Nie mam serca wykorzystywać ludzi. W trące w dyskusję dygresję- gdyby ta znajoma była "tą taką fajniejszą znacznie znajomą" to bym i tak najpierw spojrzał na żonę później na znajomą, później znowu na żonę i dopiero bym powiedział: "Kochanie pozwolisz, że oddale się i koleżance dopompuję, żeby nie jechała na flaku"
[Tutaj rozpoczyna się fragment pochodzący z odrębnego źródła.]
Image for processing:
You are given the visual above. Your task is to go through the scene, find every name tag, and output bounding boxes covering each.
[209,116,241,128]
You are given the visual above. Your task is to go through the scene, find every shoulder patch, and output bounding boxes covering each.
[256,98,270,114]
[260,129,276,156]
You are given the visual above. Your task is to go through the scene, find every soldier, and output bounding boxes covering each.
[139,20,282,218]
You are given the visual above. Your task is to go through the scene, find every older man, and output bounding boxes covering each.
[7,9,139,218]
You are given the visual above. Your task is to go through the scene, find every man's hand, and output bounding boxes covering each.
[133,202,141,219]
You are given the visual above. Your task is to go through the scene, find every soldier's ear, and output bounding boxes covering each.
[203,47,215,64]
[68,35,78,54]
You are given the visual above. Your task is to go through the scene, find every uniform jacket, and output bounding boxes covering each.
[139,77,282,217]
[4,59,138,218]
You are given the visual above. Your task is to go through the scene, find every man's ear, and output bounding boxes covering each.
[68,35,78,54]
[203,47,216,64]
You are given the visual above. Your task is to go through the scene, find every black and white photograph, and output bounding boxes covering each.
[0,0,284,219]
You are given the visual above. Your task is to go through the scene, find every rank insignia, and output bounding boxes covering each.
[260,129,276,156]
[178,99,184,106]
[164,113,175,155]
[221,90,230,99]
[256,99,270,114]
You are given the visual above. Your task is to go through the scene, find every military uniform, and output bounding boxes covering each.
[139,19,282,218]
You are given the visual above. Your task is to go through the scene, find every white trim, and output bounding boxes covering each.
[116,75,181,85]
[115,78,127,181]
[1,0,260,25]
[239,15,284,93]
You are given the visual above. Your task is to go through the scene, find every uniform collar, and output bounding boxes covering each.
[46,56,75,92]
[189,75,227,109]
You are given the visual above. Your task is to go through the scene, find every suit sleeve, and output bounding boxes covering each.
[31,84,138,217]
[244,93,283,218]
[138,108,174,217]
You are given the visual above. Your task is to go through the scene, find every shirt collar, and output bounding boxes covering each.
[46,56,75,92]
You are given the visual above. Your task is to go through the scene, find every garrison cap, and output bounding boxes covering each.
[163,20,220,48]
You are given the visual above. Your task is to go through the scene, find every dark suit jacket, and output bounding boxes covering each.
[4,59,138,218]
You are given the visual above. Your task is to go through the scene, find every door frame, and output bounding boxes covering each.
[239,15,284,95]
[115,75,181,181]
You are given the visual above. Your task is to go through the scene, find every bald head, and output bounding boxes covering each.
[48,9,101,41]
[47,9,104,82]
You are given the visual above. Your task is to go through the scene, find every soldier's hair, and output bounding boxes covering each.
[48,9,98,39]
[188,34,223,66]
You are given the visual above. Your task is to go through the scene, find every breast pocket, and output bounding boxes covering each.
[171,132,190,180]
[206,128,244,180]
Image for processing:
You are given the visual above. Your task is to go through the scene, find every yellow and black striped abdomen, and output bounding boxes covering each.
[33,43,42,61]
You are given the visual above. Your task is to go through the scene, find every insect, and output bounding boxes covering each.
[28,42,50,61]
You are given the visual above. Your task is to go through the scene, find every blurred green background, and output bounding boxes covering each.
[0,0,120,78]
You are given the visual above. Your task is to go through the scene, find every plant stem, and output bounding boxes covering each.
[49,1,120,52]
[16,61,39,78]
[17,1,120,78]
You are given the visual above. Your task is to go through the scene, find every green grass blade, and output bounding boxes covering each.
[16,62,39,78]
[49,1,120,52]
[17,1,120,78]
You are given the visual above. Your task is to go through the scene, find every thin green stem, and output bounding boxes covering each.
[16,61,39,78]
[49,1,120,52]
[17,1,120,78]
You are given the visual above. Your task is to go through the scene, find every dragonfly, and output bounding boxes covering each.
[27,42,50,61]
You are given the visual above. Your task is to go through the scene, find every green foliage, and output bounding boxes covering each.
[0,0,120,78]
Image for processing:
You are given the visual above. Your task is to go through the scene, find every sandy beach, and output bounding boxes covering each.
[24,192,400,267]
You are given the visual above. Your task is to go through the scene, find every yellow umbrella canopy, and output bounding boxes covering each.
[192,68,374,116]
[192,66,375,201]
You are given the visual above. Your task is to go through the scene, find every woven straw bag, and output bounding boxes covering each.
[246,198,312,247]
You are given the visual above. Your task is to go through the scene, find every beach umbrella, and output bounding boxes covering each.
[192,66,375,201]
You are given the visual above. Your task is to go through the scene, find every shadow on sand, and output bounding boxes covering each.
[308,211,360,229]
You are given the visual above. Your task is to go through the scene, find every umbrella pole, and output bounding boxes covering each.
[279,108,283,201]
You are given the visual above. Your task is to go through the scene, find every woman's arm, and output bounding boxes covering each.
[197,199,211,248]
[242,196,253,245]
1. A skąd znacie? Nie było pytania.
2. Z miasta "sexu i biznesu"- Skarżysko-Kamienna
3. Rozpijam naród- pracuję w alkoholowym
4. Kross Level R6 2015 (https://s27.postimg.io/uxskm1iqr/image.jpg) - czytałem przed zakupem, że amorki słabe, ale malowanie mnie urzekło.
Źle się na mim nie jeździ, ale mogły by być amory powietrzne.
P.S. Mam nadzieję, że się nie spodziewałeś rowerku za 30000PLN? (żona bezwartościowa- jakby ktoś nie wiedział to w dobrym słowa znaczeniu)
Teraz Ty coś o sobie i może inny co uczestniczyli w dyskusji i Ci co nie uczestniczyli?